Her success chimes with the rise of meditation, mindfulness and yoga, which help with both personal issues and a complex world. She is a cheerleader of Instapoetry, a style of short and direct verse, put out and shared online, a genre kicked off by Canadian Rupi Kaur’s Milk and Honey in 2015. Like Ashworth, Kaur was subsequently spotted by a publisher and has since had several bestselling anthologies, while Milk and Honey is still at No 3 in the 2023 chart.
“We saw how well Donna was doing on social media and with her self-published books, so we went for her,” said Susanna Abbott, publishing director of Black & White.
“Donna connects with an audience, mainly women in their 30s and 40s, because she is so authentic and really cares. She is about seeing glints of light in an often dark place or world.” Yet the poet herself said: “Shops were initially wary of me, and did not know in which section – poetry or self-help – to place my books.”
Her books are now selling well in Asda and WH Smith, some Waterstones, and directly from her publisher. “There’s been a real change in poetry over the past decade,” said Judith Palmer, director of the Poetry Society. “It’s been led by Instagram and social media, with many more poems about shared experience and the human condition.”
Not just from Ashworth and Kaur, but the likes of Brian Bilston, Twitter’s unofficial poet laureate. He was crowdfunded to become a published author by Unbound before his Days Like These became a hit this year from Picador.
“Poetry writers and readers are also now younger and have a much wider demographic,” added Palmer. There are more poets of colour, while poetry is quicker off the mark than books or plays in addressing current events. It is also regularly sold in pamphlet form, often through the Poetry Book Society.

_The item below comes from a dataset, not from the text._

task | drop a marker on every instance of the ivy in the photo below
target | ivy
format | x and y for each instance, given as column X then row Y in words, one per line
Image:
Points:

William Sieghart, who in the 1990s set up the Forward Prizes for Poetry and National Poetry Day, has witnessed the sea change. “There used to be half a dozen or so poetry publishers, run by white middle-aged men producing poetry for white middle-aged men. It was the narrow perspective of Poetry Corner.” Sieghart, who has also put together a trio of successful anthologies called The Poetry Pharmacy, regards poetry these days as “a secular liturgy, filling a void”.
Yet “self help” poetry has its critics. Among them is Neil Astley, whose Bloodaxe Books, set up in 1978, gave many new poets, particularly female ones, a voice. His authors include Benjamin Zephaniah, whose death earlier this month led to an outpouring of emotion and surge in sales, and he was the first to publish the current poet laureate Simon Armitage, and also Jackie Kay and Jo Shapcott. “The literary value of many of these Insta poets is zero,” said Astley.
“This boom in their sales is about stuff pretending to be poetry. It also pushes out other, more deserving poets.”
But some traditionalists are chartbusters too. A new translation of Homer’s Iliad and the famed Penguin Classic of his Odyssey have made the 2023 Top 20, remarkably winning over mainly young readers.